JACKSONVILLE NATIVE Walter Parks hasn't lived in Savannah for a while, but he'll always be tied to the city. The prolific singer and songwriter, who plays El-Rocko Lounge on Thurs., Feb. 13 alongside his band Swamp Cabbage, calls New Jersey home after several years in New York. He's played with the likes of the legendary Richie Havens, as well as on his own in several projects over the years.
What Parks does can be best described as blues-oriented rock and roll, but it's much more all-encompassing—blending jazz, folk, and roots elements to create something that quite simply sounds like Walter Parks.
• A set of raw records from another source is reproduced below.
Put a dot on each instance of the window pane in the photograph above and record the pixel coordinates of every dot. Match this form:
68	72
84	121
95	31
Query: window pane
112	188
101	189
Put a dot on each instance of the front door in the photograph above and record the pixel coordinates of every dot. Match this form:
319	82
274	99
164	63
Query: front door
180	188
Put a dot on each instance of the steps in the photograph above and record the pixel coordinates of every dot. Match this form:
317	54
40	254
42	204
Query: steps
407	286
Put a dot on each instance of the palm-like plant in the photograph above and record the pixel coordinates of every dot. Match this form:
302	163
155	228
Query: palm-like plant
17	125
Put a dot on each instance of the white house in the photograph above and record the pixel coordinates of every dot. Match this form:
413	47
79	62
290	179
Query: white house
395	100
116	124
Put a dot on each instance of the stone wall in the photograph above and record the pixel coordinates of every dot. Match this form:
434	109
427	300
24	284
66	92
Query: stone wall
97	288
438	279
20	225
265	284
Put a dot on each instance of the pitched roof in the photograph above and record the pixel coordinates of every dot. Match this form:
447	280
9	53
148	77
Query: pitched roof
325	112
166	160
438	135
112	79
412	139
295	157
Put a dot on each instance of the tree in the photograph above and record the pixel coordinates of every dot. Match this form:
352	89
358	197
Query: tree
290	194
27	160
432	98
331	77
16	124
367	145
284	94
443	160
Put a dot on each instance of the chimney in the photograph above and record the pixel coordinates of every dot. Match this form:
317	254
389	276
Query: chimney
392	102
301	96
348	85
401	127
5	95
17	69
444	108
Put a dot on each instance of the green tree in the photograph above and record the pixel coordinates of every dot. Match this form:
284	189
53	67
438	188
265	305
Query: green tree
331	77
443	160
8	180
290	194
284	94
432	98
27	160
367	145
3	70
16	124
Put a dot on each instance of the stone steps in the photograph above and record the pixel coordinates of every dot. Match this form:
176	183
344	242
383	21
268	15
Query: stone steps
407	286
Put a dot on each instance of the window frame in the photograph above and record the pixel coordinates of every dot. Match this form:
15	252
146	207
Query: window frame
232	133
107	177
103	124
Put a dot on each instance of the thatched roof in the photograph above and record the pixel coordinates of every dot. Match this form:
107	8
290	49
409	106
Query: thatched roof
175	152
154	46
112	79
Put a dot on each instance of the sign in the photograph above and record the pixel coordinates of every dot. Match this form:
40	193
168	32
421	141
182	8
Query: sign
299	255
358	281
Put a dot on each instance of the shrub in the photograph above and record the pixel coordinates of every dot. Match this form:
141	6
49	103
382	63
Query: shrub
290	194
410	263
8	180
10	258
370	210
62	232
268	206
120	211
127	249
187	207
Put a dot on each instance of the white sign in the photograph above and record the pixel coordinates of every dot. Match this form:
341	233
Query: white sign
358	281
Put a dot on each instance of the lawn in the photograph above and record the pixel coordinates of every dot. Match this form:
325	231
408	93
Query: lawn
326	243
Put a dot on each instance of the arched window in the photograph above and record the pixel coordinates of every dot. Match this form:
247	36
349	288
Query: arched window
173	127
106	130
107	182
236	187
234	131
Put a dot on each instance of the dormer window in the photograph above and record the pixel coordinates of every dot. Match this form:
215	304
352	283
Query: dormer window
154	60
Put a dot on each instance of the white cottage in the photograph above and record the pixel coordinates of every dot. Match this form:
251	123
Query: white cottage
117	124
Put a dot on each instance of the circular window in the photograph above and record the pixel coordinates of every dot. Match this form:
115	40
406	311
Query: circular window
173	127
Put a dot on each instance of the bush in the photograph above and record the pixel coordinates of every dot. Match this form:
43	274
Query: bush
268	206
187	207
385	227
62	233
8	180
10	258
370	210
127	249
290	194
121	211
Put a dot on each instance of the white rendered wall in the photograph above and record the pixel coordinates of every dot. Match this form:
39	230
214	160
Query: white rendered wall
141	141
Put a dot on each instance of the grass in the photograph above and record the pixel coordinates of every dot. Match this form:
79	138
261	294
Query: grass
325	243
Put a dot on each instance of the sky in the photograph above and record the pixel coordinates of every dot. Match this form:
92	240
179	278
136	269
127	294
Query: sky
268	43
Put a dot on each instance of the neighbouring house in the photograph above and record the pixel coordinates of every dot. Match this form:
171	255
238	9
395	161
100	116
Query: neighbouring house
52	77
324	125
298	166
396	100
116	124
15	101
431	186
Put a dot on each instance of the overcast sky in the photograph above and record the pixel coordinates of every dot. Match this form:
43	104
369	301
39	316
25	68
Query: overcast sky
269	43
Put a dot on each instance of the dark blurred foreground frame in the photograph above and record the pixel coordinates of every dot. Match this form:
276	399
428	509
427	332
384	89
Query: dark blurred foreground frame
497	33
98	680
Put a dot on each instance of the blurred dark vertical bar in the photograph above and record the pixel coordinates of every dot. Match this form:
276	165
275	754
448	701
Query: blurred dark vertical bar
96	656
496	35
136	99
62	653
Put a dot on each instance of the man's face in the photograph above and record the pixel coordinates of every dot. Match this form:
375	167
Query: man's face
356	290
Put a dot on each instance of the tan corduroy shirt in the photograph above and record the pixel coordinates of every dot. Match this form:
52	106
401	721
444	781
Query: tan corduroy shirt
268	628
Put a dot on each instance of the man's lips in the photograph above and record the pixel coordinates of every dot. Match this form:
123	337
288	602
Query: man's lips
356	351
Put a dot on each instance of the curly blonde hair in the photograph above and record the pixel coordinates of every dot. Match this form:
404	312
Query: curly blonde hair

"I'm exploring swamp jazz music, so I'm mixing that with the normal rock and blues that we're doing," he tells Connect. "It's a challenging adventure because whereas jazz and blues are cousins, so to speak, harmonically they're very different. Jazz is much more complex. What I try to do, though, is to take a banjo fingerpicking style and blend it with a blues feel. It's great fun, really.The current tour, Parks says, finds him and his band pushing their musical boundaries—performing standards into the three-piece capacity and flipping them on their heads. Swamp Cabbage has also been featuring an accordion player at times, though the Savannah gig won't include that instrument.
For Parks, this version of Swamp Cabbage comes after a lengthy stint away as a solo artist, born out of necessity though it became a renewed lens for his music and the band.
"I really, really like playing in a band, but I wasn't connecting [in a band]. So, we're taking a new look at the group. I've learned so much and changed so much about my delivery from solo performances," he says. "I'm not really interested with bombarding people with a wall of sound anymore. I want them to hear the lyrics, and I'm trying to craft the arrangements in a different way."